The film begins, appropriately enough, in thick fairy-tale woods, where little Red Riding… sorry Amy (Oona Laurence) stumbles on the soldier. She gives him a shoulder, and they hobble back to the school. She introduces him as Corporal John McBurney. Miss Martha (Nicole Kidman), who runs the place, coolly says, "He's not going to be here long enough for his name to make a difference to any of us." What a festival Kidman is having. After her superb turn in The Killing of a Sacred Deer, she knocks another one out of the park. Watch her undress McBurney and cleanse him with water and trepidation. She takes his hand and keeps it on hers, as though trying it on for size. Some of this is possibly Coppola's direction, but Kidman takes us right inside Miss Martha with the incisiveness of an X-Ray machine.
Meanwhile, others mill around — Edwina (an excellent Kirsten Dunst), Alicia (Elle Fanning) – intrigued by the presence of this man. This story was put on screen by Don Siegel earlier (the same year he made Dirty Harry!), with Clint Eastwood in one of his most uncharacteristic roles. (This actor as an unstoppable sex machine. Go figure.) The luridness of that version is enormous fun, but Coppola's love for the languid steers her in a very different direction. Where Siegel showed, Coppola suggests. And she displays hitherto unseen dimensions of her talent. Two dinner-table scenes are spectacularly funny, and the film builds tension with Hitchcockian sureness. The film is a bit of an oddity, but the mood Coppola orchestrates leaves you… beguiled.

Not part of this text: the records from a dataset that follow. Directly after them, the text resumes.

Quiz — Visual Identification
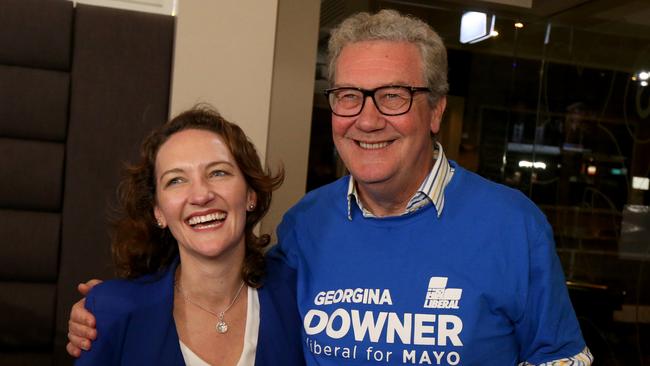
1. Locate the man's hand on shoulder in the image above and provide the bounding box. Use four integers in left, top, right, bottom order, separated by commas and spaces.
65, 279, 102, 357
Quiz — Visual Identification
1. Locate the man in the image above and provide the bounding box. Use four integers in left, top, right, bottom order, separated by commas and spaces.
69, 10, 592, 366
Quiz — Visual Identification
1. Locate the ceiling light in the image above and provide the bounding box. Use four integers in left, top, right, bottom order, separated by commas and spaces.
632, 177, 650, 191
460, 11, 495, 43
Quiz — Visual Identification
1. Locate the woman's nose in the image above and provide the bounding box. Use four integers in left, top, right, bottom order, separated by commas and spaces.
190, 179, 215, 206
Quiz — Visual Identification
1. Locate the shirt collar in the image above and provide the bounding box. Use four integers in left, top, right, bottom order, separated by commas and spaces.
347, 142, 454, 220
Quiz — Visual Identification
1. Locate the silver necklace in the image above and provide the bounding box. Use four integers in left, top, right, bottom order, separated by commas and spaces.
174, 281, 244, 334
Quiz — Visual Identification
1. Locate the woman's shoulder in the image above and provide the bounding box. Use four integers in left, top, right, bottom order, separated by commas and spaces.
86, 269, 173, 313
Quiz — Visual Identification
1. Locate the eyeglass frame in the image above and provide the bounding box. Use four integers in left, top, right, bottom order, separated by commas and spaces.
324, 85, 432, 117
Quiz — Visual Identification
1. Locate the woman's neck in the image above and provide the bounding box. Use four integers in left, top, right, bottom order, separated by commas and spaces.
176, 246, 244, 311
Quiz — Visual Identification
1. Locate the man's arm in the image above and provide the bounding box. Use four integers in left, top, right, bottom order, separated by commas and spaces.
65, 280, 102, 357
515, 221, 593, 366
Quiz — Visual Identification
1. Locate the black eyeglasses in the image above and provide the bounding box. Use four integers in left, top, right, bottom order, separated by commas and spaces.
325, 85, 431, 117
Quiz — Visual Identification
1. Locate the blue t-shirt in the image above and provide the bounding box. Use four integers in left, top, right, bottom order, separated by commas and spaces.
275, 166, 585, 366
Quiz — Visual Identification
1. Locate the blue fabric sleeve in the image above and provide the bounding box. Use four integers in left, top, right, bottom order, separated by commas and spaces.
269, 212, 298, 269
75, 284, 127, 365
515, 220, 585, 364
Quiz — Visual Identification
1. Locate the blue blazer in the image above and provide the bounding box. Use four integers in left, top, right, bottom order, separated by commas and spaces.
76, 256, 305, 366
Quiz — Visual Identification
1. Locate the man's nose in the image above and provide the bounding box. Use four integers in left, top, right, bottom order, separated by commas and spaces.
356, 95, 386, 132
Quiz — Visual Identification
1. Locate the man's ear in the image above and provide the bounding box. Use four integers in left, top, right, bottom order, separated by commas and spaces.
431, 95, 447, 135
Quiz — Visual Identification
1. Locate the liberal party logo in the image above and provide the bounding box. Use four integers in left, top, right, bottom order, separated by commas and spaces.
424, 277, 463, 309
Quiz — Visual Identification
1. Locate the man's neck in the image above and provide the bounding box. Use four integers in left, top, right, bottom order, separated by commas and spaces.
355, 166, 433, 217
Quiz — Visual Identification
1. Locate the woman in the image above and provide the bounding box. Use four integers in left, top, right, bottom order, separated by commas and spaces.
77, 106, 303, 365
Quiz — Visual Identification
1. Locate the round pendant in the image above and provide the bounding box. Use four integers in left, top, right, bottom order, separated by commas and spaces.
216, 320, 228, 334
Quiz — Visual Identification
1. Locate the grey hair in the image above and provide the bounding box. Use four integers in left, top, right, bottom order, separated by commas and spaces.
328, 9, 449, 101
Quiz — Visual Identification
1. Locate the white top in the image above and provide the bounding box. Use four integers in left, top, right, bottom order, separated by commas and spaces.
178, 286, 260, 366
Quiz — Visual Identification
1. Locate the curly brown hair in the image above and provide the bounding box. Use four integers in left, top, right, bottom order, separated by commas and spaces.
111, 104, 284, 287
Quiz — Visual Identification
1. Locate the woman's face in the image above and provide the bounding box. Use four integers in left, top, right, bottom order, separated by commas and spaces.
154, 129, 256, 258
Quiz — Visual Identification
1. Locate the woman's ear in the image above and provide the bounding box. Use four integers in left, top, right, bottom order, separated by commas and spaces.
246, 188, 257, 212
153, 206, 167, 229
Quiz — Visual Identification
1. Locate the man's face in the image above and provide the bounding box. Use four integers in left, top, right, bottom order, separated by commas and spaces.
332, 41, 446, 193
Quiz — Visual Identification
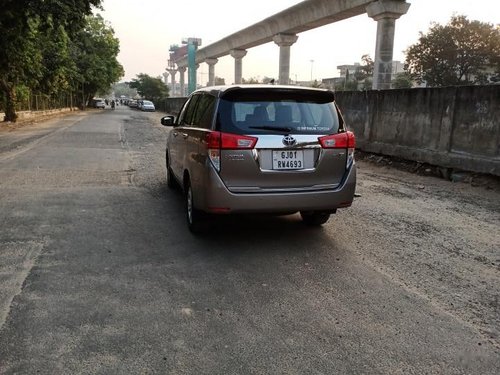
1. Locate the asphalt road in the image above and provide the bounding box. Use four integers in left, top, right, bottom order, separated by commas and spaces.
0, 107, 500, 374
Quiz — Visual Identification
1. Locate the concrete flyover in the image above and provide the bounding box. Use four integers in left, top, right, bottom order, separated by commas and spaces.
169, 0, 410, 92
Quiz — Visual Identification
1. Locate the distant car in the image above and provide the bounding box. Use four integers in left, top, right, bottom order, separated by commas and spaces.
141, 100, 155, 112
94, 100, 106, 109
161, 85, 356, 232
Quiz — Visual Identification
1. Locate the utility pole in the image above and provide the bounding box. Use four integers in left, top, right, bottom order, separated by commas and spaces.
182, 38, 201, 94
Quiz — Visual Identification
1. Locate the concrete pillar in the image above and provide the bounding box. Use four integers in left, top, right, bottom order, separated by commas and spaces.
177, 66, 186, 96
230, 49, 247, 84
273, 34, 299, 85
167, 68, 177, 96
205, 58, 219, 86
366, 0, 410, 90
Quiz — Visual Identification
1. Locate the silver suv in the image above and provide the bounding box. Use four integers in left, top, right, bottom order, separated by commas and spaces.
161, 85, 356, 232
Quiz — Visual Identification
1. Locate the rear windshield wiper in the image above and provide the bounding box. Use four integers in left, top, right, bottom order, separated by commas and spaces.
249, 126, 292, 133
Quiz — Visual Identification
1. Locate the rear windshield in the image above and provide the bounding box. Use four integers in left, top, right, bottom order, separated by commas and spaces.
217, 92, 339, 135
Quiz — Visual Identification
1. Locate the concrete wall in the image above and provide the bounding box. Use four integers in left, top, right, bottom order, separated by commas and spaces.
155, 97, 187, 116
336, 85, 500, 176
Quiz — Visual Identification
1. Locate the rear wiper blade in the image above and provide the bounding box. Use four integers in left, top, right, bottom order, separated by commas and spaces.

Payal Kapadia's Afternoon Clouds — the sole Indian film, a 13-minute short, selected to play at Cannes – is about two women, a 60-year-old widow, Kaki, and her Nepali domestic help, Malti. It's also about a plant that flowers but once a year, and the bloom that lasts just a few days. It's about transience, impermanence. When Malti gently chides Kaki for wanting a spicy meal, Kaki says, "Why do I take so many medicines? For my next life?" It's about the moment.
Even the relationships come with an expiry date. Kaki's husband, of course, is no more. And Malti's maybe-boyfriend appears with the surreality of a dream. Maybe he is one. His name, after all, is Sapan, an anagram of sapna, Hindi for dream. For all you know, he may no longer be around when Malti wakes up – if, that is, she is asleep. The film plays out like a series of sketches, interspersed with paintings. When Kaki speaks of her husband, we see these paintings, or a tube light outside the flat, or a fluttering curtain. There's a lovely nothingness to the enterprise, in which the banal becomes quite beautiful.